Bij een verzoek tot schadevergoeding blijken patiënten het vooral belangrijk te vinden dat zij serieus worden genomen waar het de impact van het medisch incident op hun leven betreft. Ze hechten veel waarde aan de beschrijving van de medische en feitelijke gevolgen ervan en vinden het belangrijk dat de beroepsaansprakelijkheidsverzekeraar aandacht heeft voor hun zienswijze en gevoelens. Die aandacht laat te wensen over, zo menen de ondervraagde patiënten.
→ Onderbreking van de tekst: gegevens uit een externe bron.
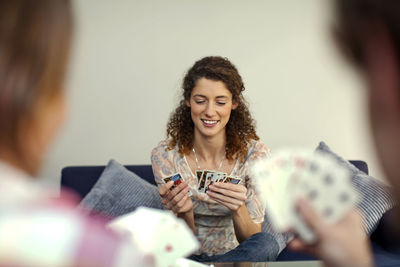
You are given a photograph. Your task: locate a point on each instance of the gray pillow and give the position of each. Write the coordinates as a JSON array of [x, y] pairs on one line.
[[119, 191], [376, 197]]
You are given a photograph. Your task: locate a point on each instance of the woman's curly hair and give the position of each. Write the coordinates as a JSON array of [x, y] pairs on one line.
[[240, 129]]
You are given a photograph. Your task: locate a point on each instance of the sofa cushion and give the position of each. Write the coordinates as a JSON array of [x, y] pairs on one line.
[[376, 197], [119, 191]]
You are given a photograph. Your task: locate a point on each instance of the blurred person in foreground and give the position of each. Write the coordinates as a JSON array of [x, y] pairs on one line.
[[368, 34], [35, 228]]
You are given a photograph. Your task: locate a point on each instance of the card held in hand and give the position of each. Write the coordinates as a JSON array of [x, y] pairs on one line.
[[292, 174], [157, 233]]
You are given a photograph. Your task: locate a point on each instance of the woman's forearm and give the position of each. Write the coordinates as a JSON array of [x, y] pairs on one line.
[[188, 217], [243, 224]]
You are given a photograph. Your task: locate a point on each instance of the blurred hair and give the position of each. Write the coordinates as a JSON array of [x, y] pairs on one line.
[[34, 46], [240, 129], [356, 18]]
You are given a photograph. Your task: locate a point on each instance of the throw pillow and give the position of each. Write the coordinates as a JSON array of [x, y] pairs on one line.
[[119, 191]]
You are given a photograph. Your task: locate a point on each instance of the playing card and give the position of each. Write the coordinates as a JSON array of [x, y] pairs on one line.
[[210, 179], [232, 180], [178, 179], [291, 174], [155, 232], [203, 181]]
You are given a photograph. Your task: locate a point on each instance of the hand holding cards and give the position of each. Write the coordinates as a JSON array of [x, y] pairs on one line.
[[177, 179], [207, 178], [158, 233], [294, 174]]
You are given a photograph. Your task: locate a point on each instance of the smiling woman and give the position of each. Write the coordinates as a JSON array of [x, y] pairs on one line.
[[211, 142]]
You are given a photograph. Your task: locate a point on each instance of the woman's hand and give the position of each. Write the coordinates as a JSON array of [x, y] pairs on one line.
[[176, 199], [232, 196], [340, 244]]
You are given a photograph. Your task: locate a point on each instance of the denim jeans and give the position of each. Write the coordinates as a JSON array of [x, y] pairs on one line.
[[259, 247]]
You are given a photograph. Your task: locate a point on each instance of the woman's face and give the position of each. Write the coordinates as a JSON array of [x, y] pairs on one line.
[[210, 105]]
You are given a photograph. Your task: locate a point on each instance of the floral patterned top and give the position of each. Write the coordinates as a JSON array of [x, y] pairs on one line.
[[213, 221]]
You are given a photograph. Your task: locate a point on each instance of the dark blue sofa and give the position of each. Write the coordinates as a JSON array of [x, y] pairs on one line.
[[82, 178]]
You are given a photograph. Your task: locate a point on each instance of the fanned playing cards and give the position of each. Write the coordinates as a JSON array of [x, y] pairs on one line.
[[291, 174], [157, 233]]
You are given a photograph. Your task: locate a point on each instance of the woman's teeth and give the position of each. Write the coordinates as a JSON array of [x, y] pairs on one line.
[[209, 122]]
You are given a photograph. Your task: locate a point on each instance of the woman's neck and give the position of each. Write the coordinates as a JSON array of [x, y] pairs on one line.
[[209, 148]]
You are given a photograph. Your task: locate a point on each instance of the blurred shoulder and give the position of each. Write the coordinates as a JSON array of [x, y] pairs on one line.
[[257, 150]]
Patiënten blijken wel te spreken over de beginfase van het traject; de zorgaanbieder geeft snel aan dat hij de zaak heeft doorgestuurd naar een beroepsaansprakelijkheidsverzekeraar en deze maakt zich binnen twee weken bekend, zoals is aanbevolen in de GOMA.
Opvallende uitkomst van dit onderdeel van het onderzoek is nog dat de professionals van mening zijn dat zij in algemene zin goed met de wederpartij communiceren, terwijl deze dat niet zo ervaart. Dit geldt voor zowel de belangenbehartiger als de zorgaanbieder en zijn beroepsaansprakelijkheidsverzekeraar.
Drs. Deborah Lauria, directeur van DLR, noemde het positief aan de uitkomsten 'dat alle neuzen dezelfde kant op staan': patiënten en professionals vinden hetzelfde belangrijk in de afhandeling van medische incidenten. “Dat is een goede basis om in de juiste richting te groeien.”
Zij bood daar nadrukkelijk de hulp van haar organisatie bij aan. “Voor zorgprofessionals is de afhandeling van een incident geen hoofd-zaak - dat is zorg verlenen -, maar ‘bijzaak’. Wij ondersteunen hen graag om daarin een stap verder te komen.”
Hoofdconclusie noemde Lauria de constatering dat de communicatie veel aandacht behoeft; niet alleen richting patiënt, maar ook onderling, tussen (zorg)professionals. Daarin kan DLR eveneens een rol spelen, bijvoorbeeld door communicatietrainingen op te zetten, maar ook door een overlegplatform te bieden voor professionals uit de zorgsector en de letselschadepraktijk.